10.7 % of French people have already experienced an incident involving a battery; 21 % of these incidents caused a fire.

Calyxis study for prevention insurance, April 2025

10.7 % of respondents have already been victims of an incident linked to a battery. In 21 % of cases, it was a fire departure; In 12 %of a bodily injury. Smartphones (46 %), laptops (10 %) and external batteries (7 %) come to the top of the products implicated. If these figures may seem low, firefighters regularly alert on the intensification of fire departures related to this equipment.

Known recommendations … but little applied

The study reveals a clear gap between the knowledge of good practices and their concrete application:

  • 97 % of respondents know that heat is an aggravating factor,
  • 91 % cite physical shocks,
  • 80 % point to the use of non -original chargers.

A reality already well known to the authorities

Smartphone in flames placed near a cluttered multi -power with several trendy chargers.

Fire triggered by a smartphone in charge near an overloaded multi -power: accumulation of chargers, ambient heat and a defective device may be enough to trigger a domestic fire.

© Shutershock

The health and consumption authorities do not discover the subject. For several years, they have observed a rise in domestic incidents linked to lithium-ion batteries. These very efficient cells have a major defect: in case of improper use, their thermal stability can be compromised.

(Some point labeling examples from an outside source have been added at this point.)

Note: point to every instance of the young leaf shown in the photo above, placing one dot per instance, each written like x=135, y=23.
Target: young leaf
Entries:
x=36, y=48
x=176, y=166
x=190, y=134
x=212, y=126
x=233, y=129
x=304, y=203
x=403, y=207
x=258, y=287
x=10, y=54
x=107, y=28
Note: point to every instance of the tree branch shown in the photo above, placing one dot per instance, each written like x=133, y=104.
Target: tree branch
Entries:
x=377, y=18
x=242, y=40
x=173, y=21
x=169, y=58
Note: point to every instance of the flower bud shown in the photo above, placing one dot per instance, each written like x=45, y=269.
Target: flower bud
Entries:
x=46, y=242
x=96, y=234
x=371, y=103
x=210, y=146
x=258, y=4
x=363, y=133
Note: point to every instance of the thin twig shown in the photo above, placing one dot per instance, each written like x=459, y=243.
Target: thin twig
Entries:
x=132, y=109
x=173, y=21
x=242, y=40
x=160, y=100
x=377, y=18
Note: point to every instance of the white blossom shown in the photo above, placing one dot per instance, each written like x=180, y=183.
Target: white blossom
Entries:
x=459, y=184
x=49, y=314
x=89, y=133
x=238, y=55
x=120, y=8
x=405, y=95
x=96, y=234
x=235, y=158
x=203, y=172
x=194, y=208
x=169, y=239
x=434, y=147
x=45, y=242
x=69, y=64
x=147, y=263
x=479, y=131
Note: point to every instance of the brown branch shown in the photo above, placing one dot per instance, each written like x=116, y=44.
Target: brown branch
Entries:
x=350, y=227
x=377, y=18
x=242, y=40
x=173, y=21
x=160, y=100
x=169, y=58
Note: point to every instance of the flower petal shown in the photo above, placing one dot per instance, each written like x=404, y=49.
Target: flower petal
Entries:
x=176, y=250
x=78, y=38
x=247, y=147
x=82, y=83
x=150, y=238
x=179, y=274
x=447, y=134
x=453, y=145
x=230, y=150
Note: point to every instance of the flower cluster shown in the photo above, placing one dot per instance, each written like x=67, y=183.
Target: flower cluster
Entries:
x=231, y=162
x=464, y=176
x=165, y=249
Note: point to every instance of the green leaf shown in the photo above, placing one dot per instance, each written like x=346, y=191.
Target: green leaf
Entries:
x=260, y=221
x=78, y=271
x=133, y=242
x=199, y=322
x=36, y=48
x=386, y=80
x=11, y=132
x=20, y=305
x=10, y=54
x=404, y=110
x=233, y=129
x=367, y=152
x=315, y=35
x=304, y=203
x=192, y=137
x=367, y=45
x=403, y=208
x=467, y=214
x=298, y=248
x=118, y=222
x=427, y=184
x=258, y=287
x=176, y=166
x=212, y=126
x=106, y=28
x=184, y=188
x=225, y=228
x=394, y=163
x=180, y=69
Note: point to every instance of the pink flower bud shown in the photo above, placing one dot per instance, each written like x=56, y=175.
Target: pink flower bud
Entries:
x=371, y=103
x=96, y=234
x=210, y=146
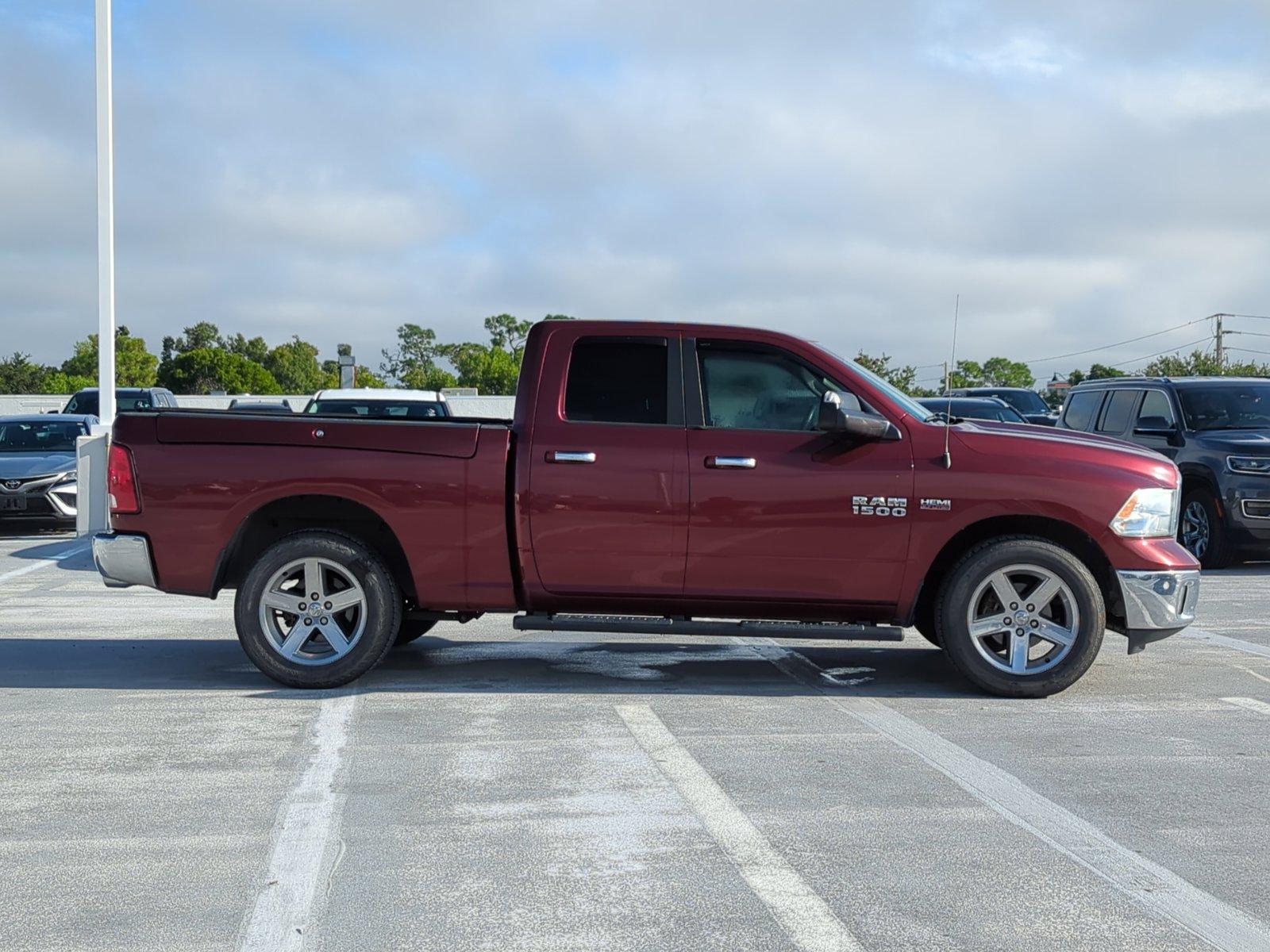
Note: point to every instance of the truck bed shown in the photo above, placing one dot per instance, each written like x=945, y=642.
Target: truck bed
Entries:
x=437, y=486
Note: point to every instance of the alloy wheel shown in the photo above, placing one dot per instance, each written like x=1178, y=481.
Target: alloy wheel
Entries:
x=313, y=611
x=1197, y=531
x=1022, y=620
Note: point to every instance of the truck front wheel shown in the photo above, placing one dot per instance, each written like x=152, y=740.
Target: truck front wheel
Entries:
x=1020, y=617
x=318, y=609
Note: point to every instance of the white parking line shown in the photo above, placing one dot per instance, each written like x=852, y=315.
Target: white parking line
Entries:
x=306, y=827
x=42, y=564
x=1162, y=892
x=798, y=908
x=1226, y=641
x=1249, y=704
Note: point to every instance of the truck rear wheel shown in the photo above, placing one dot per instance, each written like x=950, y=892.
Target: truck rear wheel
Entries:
x=1020, y=617
x=318, y=609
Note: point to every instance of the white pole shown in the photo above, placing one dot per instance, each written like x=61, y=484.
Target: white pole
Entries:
x=105, y=219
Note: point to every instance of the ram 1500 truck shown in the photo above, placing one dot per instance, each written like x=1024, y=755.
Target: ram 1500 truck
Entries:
x=658, y=478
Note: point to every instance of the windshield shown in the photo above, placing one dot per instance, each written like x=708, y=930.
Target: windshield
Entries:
x=40, y=437
x=124, y=400
x=1026, y=401
x=403, y=409
x=1227, y=408
x=897, y=395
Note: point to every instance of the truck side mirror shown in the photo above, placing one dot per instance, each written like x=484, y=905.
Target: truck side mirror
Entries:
x=851, y=423
x=1155, y=427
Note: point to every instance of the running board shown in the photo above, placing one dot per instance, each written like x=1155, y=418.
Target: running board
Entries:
x=652, y=625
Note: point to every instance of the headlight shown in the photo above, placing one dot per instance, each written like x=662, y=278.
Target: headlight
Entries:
x=1257, y=465
x=1149, y=513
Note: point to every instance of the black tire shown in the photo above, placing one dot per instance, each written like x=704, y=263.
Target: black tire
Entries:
x=1213, y=550
x=977, y=568
x=380, y=609
x=413, y=630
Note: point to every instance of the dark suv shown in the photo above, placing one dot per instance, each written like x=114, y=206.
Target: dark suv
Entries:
x=1028, y=403
x=1217, y=429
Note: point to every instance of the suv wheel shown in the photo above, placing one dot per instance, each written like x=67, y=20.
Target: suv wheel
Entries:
x=1202, y=531
x=318, y=609
x=1020, y=617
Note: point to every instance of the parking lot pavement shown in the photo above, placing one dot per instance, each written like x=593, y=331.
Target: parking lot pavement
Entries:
x=486, y=790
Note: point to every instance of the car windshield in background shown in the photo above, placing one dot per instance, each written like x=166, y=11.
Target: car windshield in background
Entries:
x=88, y=403
x=402, y=409
x=1227, y=408
x=1026, y=401
x=40, y=437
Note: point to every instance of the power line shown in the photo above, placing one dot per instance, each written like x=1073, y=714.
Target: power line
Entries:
x=1174, y=351
x=1122, y=343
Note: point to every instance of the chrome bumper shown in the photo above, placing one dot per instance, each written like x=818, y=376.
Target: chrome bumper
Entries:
x=1159, y=602
x=124, y=560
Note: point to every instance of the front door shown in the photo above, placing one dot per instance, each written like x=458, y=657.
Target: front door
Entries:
x=780, y=511
x=609, y=489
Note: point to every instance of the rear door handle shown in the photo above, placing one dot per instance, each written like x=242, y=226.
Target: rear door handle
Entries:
x=571, y=456
x=730, y=463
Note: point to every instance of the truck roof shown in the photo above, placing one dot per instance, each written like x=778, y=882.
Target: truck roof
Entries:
x=431, y=397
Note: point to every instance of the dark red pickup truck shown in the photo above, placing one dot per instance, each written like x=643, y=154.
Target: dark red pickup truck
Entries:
x=658, y=478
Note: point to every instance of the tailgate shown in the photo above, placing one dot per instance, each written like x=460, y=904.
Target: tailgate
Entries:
x=427, y=438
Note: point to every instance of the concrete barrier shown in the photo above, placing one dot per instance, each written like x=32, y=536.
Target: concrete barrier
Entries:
x=498, y=406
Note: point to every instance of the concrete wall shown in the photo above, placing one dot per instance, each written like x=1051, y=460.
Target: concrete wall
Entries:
x=463, y=406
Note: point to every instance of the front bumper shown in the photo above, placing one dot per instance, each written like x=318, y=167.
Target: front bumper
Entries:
x=124, y=560
x=1157, y=603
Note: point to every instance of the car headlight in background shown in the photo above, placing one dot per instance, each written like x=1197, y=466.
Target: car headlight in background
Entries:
x=1149, y=513
x=1255, y=465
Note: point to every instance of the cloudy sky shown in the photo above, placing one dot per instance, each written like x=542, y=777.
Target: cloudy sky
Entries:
x=1081, y=173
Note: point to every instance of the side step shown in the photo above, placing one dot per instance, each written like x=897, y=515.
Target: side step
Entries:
x=653, y=625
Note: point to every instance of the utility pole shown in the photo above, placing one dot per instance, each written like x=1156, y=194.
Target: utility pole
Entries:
x=105, y=220
x=1221, y=342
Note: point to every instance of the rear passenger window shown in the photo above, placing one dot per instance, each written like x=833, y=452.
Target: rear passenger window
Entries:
x=1081, y=408
x=1118, y=410
x=1156, y=412
x=618, y=380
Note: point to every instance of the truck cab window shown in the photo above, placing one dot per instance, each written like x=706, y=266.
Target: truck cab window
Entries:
x=761, y=390
x=618, y=380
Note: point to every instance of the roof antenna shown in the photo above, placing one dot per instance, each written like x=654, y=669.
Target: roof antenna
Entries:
x=948, y=387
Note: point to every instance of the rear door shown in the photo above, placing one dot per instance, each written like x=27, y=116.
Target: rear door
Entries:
x=609, y=489
x=781, y=511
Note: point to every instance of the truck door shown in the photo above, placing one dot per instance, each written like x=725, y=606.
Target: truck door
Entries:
x=780, y=511
x=609, y=488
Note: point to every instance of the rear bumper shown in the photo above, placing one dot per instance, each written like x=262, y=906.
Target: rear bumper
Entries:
x=1157, y=603
x=124, y=560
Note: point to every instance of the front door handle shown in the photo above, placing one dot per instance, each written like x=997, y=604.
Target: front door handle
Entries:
x=571, y=456
x=730, y=463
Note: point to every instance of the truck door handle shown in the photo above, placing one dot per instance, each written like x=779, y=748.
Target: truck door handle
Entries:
x=569, y=456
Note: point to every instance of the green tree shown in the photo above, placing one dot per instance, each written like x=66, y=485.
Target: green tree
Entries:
x=133, y=365
x=21, y=374
x=902, y=378
x=203, y=370
x=254, y=349
x=994, y=372
x=416, y=357
x=295, y=366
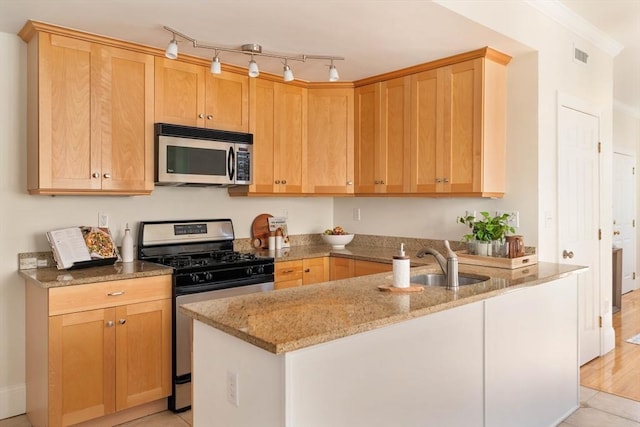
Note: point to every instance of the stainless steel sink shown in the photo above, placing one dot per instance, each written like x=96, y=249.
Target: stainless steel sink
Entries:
x=437, y=279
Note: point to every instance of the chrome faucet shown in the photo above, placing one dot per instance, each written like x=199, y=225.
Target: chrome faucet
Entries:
x=449, y=265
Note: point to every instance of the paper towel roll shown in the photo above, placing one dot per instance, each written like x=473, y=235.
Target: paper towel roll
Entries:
x=401, y=267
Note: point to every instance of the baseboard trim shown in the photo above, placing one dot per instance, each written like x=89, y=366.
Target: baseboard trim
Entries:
x=13, y=400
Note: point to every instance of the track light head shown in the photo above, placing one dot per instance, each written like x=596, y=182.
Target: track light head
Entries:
x=172, y=49
x=254, y=71
x=287, y=74
x=215, y=65
x=333, y=73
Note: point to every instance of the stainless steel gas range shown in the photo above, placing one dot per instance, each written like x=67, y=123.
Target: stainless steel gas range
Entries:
x=205, y=267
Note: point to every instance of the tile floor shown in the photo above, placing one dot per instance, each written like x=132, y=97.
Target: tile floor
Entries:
x=597, y=409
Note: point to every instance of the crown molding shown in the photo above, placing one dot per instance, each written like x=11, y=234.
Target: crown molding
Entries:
x=626, y=108
x=577, y=24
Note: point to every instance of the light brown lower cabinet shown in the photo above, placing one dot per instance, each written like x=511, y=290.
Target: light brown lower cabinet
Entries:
x=97, y=350
x=307, y=271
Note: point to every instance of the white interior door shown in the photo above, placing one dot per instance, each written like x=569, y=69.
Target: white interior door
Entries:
x=579, y=217
x=624, y=207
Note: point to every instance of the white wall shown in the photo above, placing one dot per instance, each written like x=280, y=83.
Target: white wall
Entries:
x=24, y=218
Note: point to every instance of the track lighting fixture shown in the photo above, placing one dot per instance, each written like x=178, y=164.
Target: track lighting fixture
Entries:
x=333, y=73
x=253, y=50
x=172, y=49
x=287, y=74
x=215, y=65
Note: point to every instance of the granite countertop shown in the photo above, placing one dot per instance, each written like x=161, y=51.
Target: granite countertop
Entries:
x=51, y=277
x=290, y=319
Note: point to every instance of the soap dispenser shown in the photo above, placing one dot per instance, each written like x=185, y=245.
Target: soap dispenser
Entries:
x=127, y=245
x=401, y=267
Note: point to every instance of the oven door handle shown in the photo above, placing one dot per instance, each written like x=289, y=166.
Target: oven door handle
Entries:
x=231, y=164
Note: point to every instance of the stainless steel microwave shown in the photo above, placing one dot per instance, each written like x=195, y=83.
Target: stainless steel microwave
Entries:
x=190, y=156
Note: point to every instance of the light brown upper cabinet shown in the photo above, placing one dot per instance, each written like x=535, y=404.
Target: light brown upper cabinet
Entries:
x=329, y=167
x=382, y=137
x=458, y=129
x=278, y=125
x=188, y=94
x=90, y=116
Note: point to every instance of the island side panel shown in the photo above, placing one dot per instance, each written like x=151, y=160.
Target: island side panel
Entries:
x=532, y=367
x=424, y=371
x=260, y=381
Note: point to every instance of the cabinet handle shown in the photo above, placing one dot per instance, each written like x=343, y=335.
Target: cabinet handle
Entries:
x=115, y=294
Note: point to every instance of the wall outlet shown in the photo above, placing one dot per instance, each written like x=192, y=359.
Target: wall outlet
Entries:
x=103, y=220
x=233, y=395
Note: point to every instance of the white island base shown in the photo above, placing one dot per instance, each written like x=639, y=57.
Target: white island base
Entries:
x=510, y=360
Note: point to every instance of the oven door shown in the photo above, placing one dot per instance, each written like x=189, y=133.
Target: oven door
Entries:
x=185, y=161
x=184, y=333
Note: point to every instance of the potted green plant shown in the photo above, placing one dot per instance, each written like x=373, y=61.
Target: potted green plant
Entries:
x=487, y=233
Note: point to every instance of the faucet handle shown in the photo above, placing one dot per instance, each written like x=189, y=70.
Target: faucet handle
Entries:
x=450, y=253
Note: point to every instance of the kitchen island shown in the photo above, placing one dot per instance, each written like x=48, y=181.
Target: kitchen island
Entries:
x=343, y=353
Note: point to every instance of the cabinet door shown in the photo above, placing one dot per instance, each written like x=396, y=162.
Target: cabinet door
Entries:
x=393, y=159
x=63, y=148
x=81, y=366
x=315, y=270
x=426, y=131
x=341, y=268
x=288, y=274
x=367, y=137
x=462, y=162
x=262, y=99
x=143, y=353
x=179, y=92
x=126, y=126
x=227, y=101
x=290, y=134
x=363, y=268
x=329, y=165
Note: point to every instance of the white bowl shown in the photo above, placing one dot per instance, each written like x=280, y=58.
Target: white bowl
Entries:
x=337, y=241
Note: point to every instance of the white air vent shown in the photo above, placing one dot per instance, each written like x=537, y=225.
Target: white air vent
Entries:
x=580, y=55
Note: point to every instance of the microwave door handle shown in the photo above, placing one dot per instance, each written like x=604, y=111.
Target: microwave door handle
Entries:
x=231, y=162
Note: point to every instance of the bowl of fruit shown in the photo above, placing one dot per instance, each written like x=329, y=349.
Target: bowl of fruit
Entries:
x=337, y=237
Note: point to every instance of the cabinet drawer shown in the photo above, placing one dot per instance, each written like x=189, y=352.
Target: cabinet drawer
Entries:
x=93, y=296
x=288, y=270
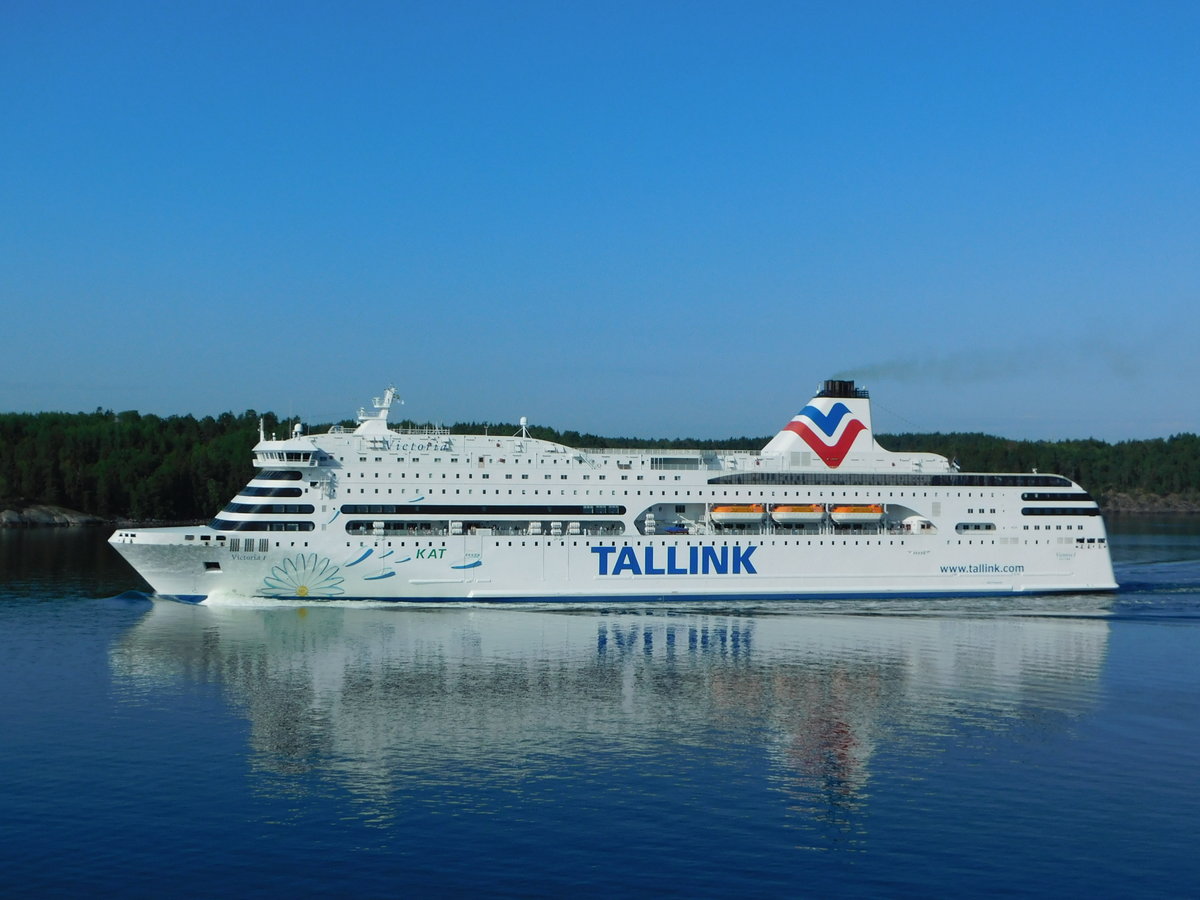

Under normal conditions of use and maintenance, if the battery is in accordance, it generally does not have a risk. However, to date there are more than fifty accidents or fires due in particular to batteries of scooters and bikes.

Directorate General for Competition, Consumption and the Repression of Frauds (DGCCRF)

The DGCCRF document insists on the gestures to adopt: use the original charger, never place the device on a flammable surface during load, monitor the rise in temperature, and above all – still too little respected – do not leave a trendy device without prolonged monitoring.

The risks exceed the simple fire. In case of combustion, a lithium-ion battery can generate toxic gases-in particular hydrogen fluoride (HF), extremely dangerous for the airways. This danger is now at the heart of the concerns of help. “Electric batteries produce very toxic gases in the event of a fire”recalls the National Federation of Firefighters of France, which the extreme dangerousness of fumes linked to these fires, echoing a recent drama.

72 % of interviewees say they feel badly informed about good batteries.

Calyxis study for prevention insurance, April 2025

Good practices to recall

The experts interviewed agree on a few key gestures to adopt:

  • Maintain the load level between 20 % and 80 %.
  • Do not use a device while it loads.
  • Monitor any device in charge, especially at night.
  • Use only certified chargers (EC standard, equivalent power).
  • Never load a damaged or curved battery.
  • Recycute properly in dedicated points (in recycling center or specialized store).

Towards a stricter regulation?

The study also points to the lack of standardization in the information provided to consumers. Absent or incomplete user manual, unplacessed pictograms, or not reported voltage incompatibilities: manufacturers, although subject to the European RED directive, often remain little pedagogues on battery safety. A redesign of labeling requirements could be under study within the framework of the new regulations on batteries adopted by the European Parliament in 2023.